The tension between state and national interests isn’t new: it dates back to clashes in the early Republic over programs for “internal improvements.” Of course, the federal government is far bigger than it once was, and yet in the past two decades we’ve delegated more authority, not less, to the states. The logic of this was clear: people who are closer to a problem often know better how to deal with it. But matters of a truly interstate nature, like the power grid, can’t be dealt with on a state-by-state basis. And fiscal policy is undermined if the federal government is doing one thing and the states are doing another. It’s a global economy. It would be helpful to have a genuinely national government.
No, it wouldn't be helpful, it would be harmful. The quality of government would monotonically decline from its already low point. What Surowiecki doesn't grasp is systems dynamics. The small inefficiencies of subsidiarity, if removed, would allow the much greater inefficiencies of central control. You have to look at the whole system, the costs as well as the benefits, and you have to consider how it would function over time. The costs of centralization exceed the benefits in the short term and the imbalance grows ever larger over time.
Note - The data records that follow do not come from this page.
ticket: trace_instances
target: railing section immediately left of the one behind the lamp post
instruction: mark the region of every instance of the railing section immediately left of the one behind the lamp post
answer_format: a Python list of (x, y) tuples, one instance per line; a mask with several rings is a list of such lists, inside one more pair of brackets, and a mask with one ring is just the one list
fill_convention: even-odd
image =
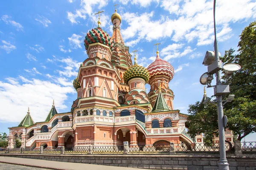
[(169, 144), (138, 144), (130, 145), (129, 153), (169, 153), (170, 145)]

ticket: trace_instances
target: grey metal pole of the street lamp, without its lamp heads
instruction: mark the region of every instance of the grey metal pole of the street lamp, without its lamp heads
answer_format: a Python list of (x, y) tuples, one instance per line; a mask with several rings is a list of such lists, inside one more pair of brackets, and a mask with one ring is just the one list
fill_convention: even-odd
[[(219, 60), (218, 56), (218, 41), (216, 36), (216, 24), (215, 24), (215, 6), (216, 0), (214, 0), (213, 4), (213, 19), (214, 19), (214, 52), (215, 52), (215, 61)], [(216, 85), (221, 85), (221, 75), (220, 71), (216, 72)], [(222, 95), (215, 95), (217, 97), (217, 105), (218, 105), (218, 132), (219, 132), (219, 146), (220, 146), (220, 159), (219, 159), (219, 170), (229, 170), (229, 164), (227, 163), (226, 158), (226, 148), (225, 148), (225, 132), (224, 132), (224, 113), (222, 106)]]

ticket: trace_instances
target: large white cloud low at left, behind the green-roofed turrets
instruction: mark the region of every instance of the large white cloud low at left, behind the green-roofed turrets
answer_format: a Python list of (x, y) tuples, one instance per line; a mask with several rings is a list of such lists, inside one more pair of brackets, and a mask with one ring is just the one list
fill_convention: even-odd
[(5, 106), (1, 108), (1, 112), (9, 113), (9, 108), (12, 108), (12, 114), (2, 114), (1, 122), (20, 122), (26, 116), (28, 106), (35, 122), (44, 121), (51, 108), (52, 99), (55, 100), (57, 110), (65, 109), (67, 94), (76, 92), (72, 86), (40, 79), (28, 80), (19, 76), (9, 77), (7, 80), (8, 82), (0, 81), (0, 102)]

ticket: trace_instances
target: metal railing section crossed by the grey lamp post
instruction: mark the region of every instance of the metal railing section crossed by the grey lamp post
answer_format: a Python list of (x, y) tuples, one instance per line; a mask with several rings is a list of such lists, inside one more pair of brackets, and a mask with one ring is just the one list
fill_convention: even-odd
[[(204, 144), (204, 143), (177, 143), (175, 144), (175, 151), (181, 153), (191, 152), (219, 152), (219, 143)], [(229, 150), (229, 144), (225, 144), (225, 150)]]

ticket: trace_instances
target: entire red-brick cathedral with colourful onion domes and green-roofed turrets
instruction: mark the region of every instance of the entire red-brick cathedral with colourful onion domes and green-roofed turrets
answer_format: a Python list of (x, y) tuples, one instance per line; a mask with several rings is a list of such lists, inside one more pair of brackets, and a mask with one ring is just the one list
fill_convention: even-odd
[[(100, 13), (100, 12), (99, 12)], [(148, 68), (134, 63), (120, 31), (121, 16), (111, 16), (112, 37), (98, 27), (87, 33), (84, 46), (88, 58), (73, 81), (77, 99), (68, 113), (58, 113), (53, 102), (44, 122), (34, 122), (28, 111), (17, 127), (9, 128), (9, 148), (61, 146), (131, 146), (138, 144), (193, 143), (186, 133), (188, 115), (174, 110), (169, 82), (174, 68), (160, 58)], [(150, 85), (147, 94), (145, 84)], [(233, 142), (232, 132), (226, 139)], [(197, 136), (195, 142), (203, 142)], [(218, 142), (217, 139), (215, 142)]]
You have to wonder if Surowiecki is serious, if he is really this dim? To be generous I'll assume that he is being disingenuous for political purposes, and that many of his readers are winking and smiling as well. There may be some who really can't grasp the issue, but most of the advocates of centralization are seeking political power at the expense of society and fully realize what they are doing. Organized crime syndicates prey on society, draining it in the short term, and leaving the future to take care of itself. Get while the getting is good and let the devil take the hindmost.